Os confinados não podem se aproximar da equipe de apoio. Todos eles sabem disso desde o começo. Os que tentaram, conheceram o protocolo de segurança: um tiro para cima, de aviso, o segundo tiro para abater. Era meu pai, mas a segurança de todos estava em jogo.

— Coronel! — usei a patente para apelar aos brios do velho. — Afaste-se.

Ele continuou na minha direção, o sorriso mais largo ainda, os braços mais abertos. Dei o tiro para o ar, ele nem piscou. Continuou vindo na minha direção. Dei a ordem ao soldado mais próximo para se preparar para alvejar o coronel. Ele hesitou. Sabia que era meu pai. Eu mesmo atirei.

O que veio depois já é conhecido dos senhores: diante de meus olhos, meu pai explodiu. Perdi seis dos meus homens nesse dia. Outros confinados morreram. A mãe dos gêmeos morreu junto com o filho que estava amamentando. A menina sobreviveu.

Bolas de tênis, muitas cabeças de palito de fósforo, pregos, e dias de trabalho paciente: isso foi tudo de que ele precisou para construir seu explosivo de impacto [foto anexa]. Material que havia de sobra no shopping. Com isso e os anos de experiência nas Forças Armadas, meu pai morreu e levou junto com ele doze pessoas, ferindo outras 23.

Depois de chamar reforços para auxiliar na limpeza e remoção de mortos e feridos (confinados para a incineração, soldados para o IML), perfilamos os confinados para contagem e interrogatório [vídeo anexo]. Todos negaram participação ou conhecimento do ato terrorista do coronel. Mas quando saímos para o estacionamento, nossas três viaturas estavam com os pneus furados [foto anexa]. As câmeras de segurança do shopping, descobrimos então, estavam inutilizadas [foto anexa].

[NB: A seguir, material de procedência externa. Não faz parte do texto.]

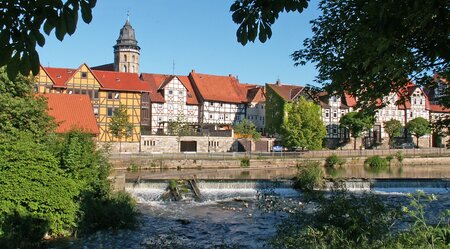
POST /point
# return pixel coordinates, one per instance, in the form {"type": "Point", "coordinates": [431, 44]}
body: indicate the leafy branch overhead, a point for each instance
{"type": "Point", "coordinates": [255, 17]}
{"type": "Point", "coordinates": [22, 23]}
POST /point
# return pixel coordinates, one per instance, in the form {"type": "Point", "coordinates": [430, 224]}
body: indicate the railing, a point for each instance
{"type": "Point", "coordinates": [281, 155]}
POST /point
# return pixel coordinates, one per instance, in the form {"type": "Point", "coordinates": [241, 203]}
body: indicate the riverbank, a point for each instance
{"type": "Point", "coordinates": [145, 162]}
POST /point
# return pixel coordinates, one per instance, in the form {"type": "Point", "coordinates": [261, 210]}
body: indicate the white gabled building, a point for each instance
{"type": "Point", "coordinates": [172, 99]}
{"type": "Point", "coordinates": [222, 101]}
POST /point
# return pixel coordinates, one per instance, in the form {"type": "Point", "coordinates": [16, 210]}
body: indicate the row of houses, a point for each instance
{"type": "Point", "coordinates": [208, 104]}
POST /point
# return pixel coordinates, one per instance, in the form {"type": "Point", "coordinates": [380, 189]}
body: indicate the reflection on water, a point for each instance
{"type": "Point", "coordinates": [395, 171]}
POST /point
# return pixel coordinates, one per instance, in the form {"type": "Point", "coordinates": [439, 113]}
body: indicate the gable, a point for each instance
{"type": "Point", "coordinates": [84, 77]}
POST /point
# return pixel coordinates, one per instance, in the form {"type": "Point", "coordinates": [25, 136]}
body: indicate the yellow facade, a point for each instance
{"type": "Point", "coordinates": [103, 102]}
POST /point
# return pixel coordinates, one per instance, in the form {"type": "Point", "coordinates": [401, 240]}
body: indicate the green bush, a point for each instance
{"type": "Point", "coordinates": [376, 164]}
{"type": "Point", "coordinates": [309, 176]}
{"type": "Point", "coordinates": [399, 156]}
{"type": "Point", "coordinates": [116, 211]}
{"type": "Point", "coordinates": [245, 162]}
{"type": "Point", "coordinates": [334, 160]}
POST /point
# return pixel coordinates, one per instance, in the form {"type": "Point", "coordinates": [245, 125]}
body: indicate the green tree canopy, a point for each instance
{"type": "Point", "coordinates": [367, 45]}
{"type": "Point", "coordinates": [418, 127]}
{"type": "Point", "coordinates": [120, 126]}
{"type": "Point", "coordinates": [393, 128]}
{"type": "Point", "coordinates": [21, 110]}
{"type": "Point", "coordinates": [303, 126]}
{"type": "Point", "coordinates": [22, 23]}
{"type": "Point", "coordinates": [248, 129]}
{"type": "Point", "coordinates": [356, 123]}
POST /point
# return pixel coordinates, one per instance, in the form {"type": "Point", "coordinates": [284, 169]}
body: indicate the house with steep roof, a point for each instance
{"type": "Point", "coordinates": [107, 90]}
{"type": "Point", "coordinates": [222, 101]}
{"type": "Point", "coordinates": [278, 96]}
{"type": "Point", "coordinates": [256, 112]}
{"type": "Point", "coordinates": [172, 99]}
{"type": "Point", "coordinates": [72, 112]}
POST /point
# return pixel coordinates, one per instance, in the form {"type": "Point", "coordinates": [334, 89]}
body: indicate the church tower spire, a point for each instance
{"type": "Point", "coordinates": [126, 50]}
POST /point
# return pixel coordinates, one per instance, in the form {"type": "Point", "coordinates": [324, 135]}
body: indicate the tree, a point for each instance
{"type": "Point", "coordinates": [356, 123]}
{"type": "Point", "coordinates": [119, 126]}
{"type": "Point", "coordinates": [22, 23]}
{"type": "Point", "coordinates": [255, 16]}
{"type": "Point", "coordinates": [393, 128]}
{"type": "Point", "coordinates": [367, 45]}
{"type": "Point", "coordinates": [303, 126]}
{"type": "Point", "coordinates": [418, 127]}
{"type": "Point", "coordinates": [21, 110]}
{"type": "Point", "coordinates": [247, 129]}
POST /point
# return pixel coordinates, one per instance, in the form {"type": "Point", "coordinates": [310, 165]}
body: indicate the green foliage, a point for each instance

Como é do conhecimento de todos, o conflito recrudesceu no último mês. Outros atentados ceifaram vidas de soldados e oficiais. Bombas de bolas de tênis e de produtos de limpeza, armadilhas com objetos perfuro-contundentes, projéteis improvisados com bolinhas de gude e parafusos. No Shopping ██████ Parque, em ██████████, o sargento L██████ morreu junto com dois soldados, esmagados por um piano de cauda lançado da praça de alimentação até o primeiro piso. No ██████ Center, quatro soldados foram sacrificados ao se arriscarem numa escada rolante que os confinados sabotaram. Adolescentes com lança-chamas feitos de spray de cabelo conseguiram ferir gravemente cinco homens, antes de serem abatidos.

Dado o exposto, minha recomendação é que deixemos os confinados à própria sorte. Se não podem viver em sociedade, que sejam dela definitivamente excluídos. O investimento do Estado deve ser direcionado para o reforço da segurança dessas construções, para que ninguém delas escape.

É o relatório.

Tenente R█████████ ██████ ██ ████████
██º Batalhão da Policia Militar do Estado d█ ████████████
25/03/2021

ADENDO: As cinzas de meu pai, o coronel reformado ██████ ██ ████████, foram misturadas às cinzas de todos os outros confinados mortos, e lançadas ao vento. Repilo todos os rumores de que eu as teria levado para casa, ou dado a elas outra destinação. Não aceito e nem pratico tratamento diferenciado motivado por parentela, amizade ou afinidade. Todos os que afirmarem o contrário terão de prová-lo em juízo.